Title : Rapid Training of Information Extraction with Local and Global Data Views

Candidate: Ang Sun
Advisor: Ralph Grishman

Abstract: This dissertation focuses on fast system development for Information Extraction (IE). State-of-the-art systems heavily rely on extensively annotated corpora, which are slow to build for a new domain or task. Moreover, previous systems are mostly built with local evidence such as words in a short context window or features that are extracted at the sentence level. They usually generalize poorly on new domains.

This dissertation presents novel approaches for rapidly training an IE system for a new domain or task based on both local and global evidence. Specifically, we present three systems: a relation type extension system based on active learning, a relation type extension system based on semi-supervised learning, and a cross-domain bootstrapping system for domain adaptive named entity extraction.

The active learning procedure adopts features extracted at the sentence level as the local view and distributional similarities between relational phrases as the global view. It builds two classifiers based on these two views to find the most informative contention data points to request human labels so as to reduce annotation cost.

The semi-supervised system aims to learn a large set of accurate patterns for extracting relations between names from only a few seed patterns. It estimates the confidence of a name pair both locally and globally: locally by looking at the patterns that connect the pair in isolation; globally by incorporating the evidence from the clusters of patterns that connect the pair. The use of pattern clusters can prevent semantic drift and contribute to a natural stopping criterion for semi-supervised relation pattern discovery.

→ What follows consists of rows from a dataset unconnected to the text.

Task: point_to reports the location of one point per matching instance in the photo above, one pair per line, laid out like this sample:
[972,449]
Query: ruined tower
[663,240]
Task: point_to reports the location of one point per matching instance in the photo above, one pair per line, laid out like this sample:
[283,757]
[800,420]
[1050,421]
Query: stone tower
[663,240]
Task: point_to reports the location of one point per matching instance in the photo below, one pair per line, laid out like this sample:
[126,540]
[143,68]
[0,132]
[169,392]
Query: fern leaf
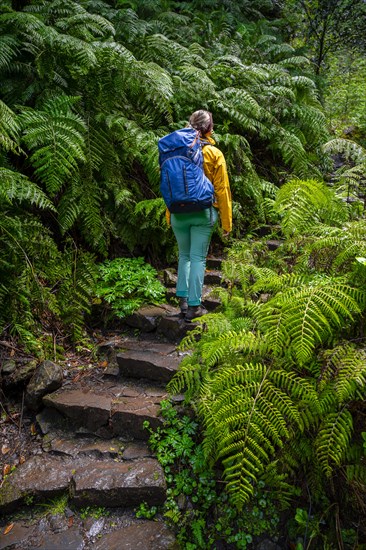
[333,439]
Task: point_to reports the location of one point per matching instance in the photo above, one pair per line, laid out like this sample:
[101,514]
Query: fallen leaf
[8,528]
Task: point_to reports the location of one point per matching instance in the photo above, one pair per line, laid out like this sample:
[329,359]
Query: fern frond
[86,26]
[333,439]
[350,149]
[9,129]
[16,187]
[345,371]
[248,411]
[55,134]
[302,204]
[302,318]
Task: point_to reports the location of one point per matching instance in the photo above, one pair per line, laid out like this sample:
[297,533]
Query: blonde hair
[202,121]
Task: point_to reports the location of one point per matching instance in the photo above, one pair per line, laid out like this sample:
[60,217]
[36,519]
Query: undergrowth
[197,507]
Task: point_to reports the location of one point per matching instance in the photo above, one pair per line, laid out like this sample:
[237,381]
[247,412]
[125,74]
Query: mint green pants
[193,233]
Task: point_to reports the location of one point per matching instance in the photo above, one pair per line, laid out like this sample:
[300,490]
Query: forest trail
[94,444]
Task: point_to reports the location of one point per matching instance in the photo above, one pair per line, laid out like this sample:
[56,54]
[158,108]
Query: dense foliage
[277,377]
[87,87]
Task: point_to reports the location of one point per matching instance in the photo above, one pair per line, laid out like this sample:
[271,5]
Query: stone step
[159,363]
[209,301]
[150,535]
[117,409]
[166,321]
[89,481]
[91,534]
[213,274]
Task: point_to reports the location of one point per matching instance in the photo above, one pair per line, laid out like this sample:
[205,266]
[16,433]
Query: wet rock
[84,408]
[95,528]
[148,318]
[49,420]
[102,483]
[67,540]
[174,328]
[139,536]
[47,378]
[78,446]
[137,449]
[213,278]
[41,476]
[130,413]
[148,364]
[17,537]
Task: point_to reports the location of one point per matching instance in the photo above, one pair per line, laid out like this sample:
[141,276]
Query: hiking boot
[183,304]
[195,311]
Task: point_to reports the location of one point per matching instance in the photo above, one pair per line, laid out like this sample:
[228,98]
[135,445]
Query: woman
[193,231]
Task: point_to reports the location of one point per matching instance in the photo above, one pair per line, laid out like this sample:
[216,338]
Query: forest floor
[21,439]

For adapting a named entity recognition system to a new domain, we propose a cross-domain bootstrapping algorithm, which iteratively learns a model for the new domain with labeled data from the original domain and unlabeled data from the new domain. We first use word clusters as global evidence to generalize features that are extracted from a local context window. We then select self-learned instances as additional training examples using multiple criteria, including some based on global evidence.